That’s a huge word that carries a lot of weight. It’s also a word that has had a shift in definition – as it relates to Scrum – in recent times. So what, exactly, do we mean when we are talking about commitment?
For a long time, commitment meant “I am going to do everything it takes — working 9 days a week, 27.5 hours a day if necessary — to make sure this gets done exactly on time and exactly as described by the requirements.” For some people, this is still what it means, being on call non-stop, never being able to disconnect, even on vacation, and putting that commitment above all else.
That’s not how this works. That’s not how any of this works.
Go back to the Scrum Guide for a minute, open it in a separate window or tab. Got it? Now search for the word “commitment” in there. As of the November 2017 update, there is exactly one place you will find it, and that’s in the Scrum Values. Further, the Scrum Guide states:
“People personally commit to achieving the goals of the Scrum.”
Commitment doesn’t mean we have no life and pull out every single last stop to get everything done exactly as commanded by some arcane (and likely out of date) requirements document.
- It means that everyone on the team is dedicated to helping the team succeed. The exact work that will be done within a Sprint can and will change as work is underway, but always with the end desire of achieving the Sprint Goals.
- It means that if we are behind, the Development Team will sit with the Product Owner and have a conversation to make adjustments to the work in the Sprint so that an increment of working software is done when the Sprint ends.

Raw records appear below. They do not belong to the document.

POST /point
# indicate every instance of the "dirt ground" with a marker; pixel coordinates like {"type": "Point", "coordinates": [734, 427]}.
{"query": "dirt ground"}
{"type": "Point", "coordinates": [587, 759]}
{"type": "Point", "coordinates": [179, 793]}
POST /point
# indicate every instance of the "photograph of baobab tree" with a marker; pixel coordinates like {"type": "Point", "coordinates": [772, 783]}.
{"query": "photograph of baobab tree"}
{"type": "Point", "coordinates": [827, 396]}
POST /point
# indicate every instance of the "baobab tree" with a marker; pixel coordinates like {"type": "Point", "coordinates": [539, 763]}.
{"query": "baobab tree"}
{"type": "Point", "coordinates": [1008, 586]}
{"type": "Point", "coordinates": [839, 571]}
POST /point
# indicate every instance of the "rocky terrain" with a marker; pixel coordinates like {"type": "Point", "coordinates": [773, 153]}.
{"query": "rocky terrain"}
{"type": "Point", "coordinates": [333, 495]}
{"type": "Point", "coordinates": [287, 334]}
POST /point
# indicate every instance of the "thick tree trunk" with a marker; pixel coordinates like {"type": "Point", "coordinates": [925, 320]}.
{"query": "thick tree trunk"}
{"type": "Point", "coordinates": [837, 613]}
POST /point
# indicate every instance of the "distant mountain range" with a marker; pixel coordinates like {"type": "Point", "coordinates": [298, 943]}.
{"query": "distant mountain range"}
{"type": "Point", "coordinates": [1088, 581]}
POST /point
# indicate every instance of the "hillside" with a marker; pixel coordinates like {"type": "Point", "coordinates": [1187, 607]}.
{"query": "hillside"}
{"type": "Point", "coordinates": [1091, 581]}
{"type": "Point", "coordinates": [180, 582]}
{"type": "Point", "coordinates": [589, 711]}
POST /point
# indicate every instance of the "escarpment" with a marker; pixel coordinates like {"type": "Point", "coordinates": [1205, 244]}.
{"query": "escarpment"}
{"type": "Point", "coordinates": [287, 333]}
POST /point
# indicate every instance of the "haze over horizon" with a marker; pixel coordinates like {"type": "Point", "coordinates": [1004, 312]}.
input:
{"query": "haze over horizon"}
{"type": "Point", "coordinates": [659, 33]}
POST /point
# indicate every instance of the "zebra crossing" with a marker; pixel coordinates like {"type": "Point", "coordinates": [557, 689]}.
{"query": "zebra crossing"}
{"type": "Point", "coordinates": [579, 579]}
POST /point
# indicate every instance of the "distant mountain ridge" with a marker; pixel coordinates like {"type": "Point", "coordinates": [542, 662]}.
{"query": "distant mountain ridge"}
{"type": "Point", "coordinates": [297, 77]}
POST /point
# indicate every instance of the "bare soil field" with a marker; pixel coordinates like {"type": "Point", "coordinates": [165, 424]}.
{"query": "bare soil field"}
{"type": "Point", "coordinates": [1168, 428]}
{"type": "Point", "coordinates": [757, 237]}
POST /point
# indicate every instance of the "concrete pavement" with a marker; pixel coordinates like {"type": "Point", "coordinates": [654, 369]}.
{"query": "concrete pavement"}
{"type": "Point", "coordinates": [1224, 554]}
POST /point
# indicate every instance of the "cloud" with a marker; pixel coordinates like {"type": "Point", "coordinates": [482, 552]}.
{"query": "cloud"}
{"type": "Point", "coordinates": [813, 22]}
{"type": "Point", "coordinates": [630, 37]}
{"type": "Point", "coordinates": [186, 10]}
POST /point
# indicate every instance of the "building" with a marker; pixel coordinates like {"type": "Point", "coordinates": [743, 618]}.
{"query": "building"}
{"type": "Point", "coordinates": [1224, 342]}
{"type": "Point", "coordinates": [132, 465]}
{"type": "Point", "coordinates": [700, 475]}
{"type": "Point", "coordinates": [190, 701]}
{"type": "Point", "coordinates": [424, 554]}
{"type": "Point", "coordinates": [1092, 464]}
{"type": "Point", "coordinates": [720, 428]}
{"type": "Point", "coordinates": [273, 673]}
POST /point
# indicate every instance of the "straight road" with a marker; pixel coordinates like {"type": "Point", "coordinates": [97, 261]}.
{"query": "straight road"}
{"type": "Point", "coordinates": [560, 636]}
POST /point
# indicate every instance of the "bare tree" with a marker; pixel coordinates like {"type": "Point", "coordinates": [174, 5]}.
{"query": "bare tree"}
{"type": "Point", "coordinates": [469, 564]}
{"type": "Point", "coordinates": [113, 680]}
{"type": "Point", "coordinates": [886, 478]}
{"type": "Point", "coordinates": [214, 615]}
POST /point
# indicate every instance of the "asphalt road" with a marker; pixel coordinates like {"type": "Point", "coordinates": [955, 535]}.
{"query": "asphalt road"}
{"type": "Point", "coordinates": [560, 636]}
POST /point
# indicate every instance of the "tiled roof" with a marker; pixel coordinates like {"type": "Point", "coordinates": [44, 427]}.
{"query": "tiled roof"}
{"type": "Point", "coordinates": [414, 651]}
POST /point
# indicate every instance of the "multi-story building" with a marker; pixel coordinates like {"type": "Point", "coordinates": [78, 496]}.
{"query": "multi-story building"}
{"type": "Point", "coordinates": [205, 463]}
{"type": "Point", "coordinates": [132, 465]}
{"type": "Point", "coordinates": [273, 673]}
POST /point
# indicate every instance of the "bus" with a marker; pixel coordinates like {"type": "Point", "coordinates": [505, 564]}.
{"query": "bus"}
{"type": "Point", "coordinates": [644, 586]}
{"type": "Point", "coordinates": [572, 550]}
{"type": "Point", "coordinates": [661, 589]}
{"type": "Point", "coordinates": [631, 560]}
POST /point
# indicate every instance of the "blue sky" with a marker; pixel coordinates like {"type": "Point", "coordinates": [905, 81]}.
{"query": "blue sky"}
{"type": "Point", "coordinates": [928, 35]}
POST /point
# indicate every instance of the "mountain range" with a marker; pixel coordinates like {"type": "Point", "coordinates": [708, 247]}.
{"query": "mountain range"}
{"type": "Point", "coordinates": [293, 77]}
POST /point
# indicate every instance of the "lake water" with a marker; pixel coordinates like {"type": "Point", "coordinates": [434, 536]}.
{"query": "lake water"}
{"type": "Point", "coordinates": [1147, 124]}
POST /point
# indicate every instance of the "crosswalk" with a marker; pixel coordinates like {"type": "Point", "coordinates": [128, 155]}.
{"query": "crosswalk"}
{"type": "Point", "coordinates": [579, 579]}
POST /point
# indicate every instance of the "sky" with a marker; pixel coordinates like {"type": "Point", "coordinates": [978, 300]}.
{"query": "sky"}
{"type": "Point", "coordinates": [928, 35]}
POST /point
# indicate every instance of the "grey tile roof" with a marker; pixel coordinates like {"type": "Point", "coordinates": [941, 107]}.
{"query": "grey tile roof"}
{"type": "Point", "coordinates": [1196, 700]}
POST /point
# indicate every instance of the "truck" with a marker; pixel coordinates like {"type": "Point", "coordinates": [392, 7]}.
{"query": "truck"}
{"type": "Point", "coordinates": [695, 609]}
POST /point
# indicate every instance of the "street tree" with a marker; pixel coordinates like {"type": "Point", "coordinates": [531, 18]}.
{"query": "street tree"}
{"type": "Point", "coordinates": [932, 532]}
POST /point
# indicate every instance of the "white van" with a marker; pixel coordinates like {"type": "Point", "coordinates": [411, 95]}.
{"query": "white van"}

- It means that the Product Owner leaves flexibility in his or her Acceptance Criteria so that the team has room for negotiation.
- It means that the Scrum Master is actively listening and responding to the needs of the team.
- It means that we are going to do our best, but recognize that if we fall short it will not be for lack of effort.
Organizationally, it means that we empower our Scrum Teams, and give them the resources and flexibility they need to be successful.
When the team sets their Sprint Backlog, we should stop talking about commitment – as it relates to the old way of thinking – and recognize that we are talking about a forecast. Things may change as we get more clarity on any or all user stories in a Sprint. Things may be moved out, or be added, to allow the team to still meet the Sprint Goal.
That doesn’t mean the team failed to meet its commitments, it means they are being truly Agile.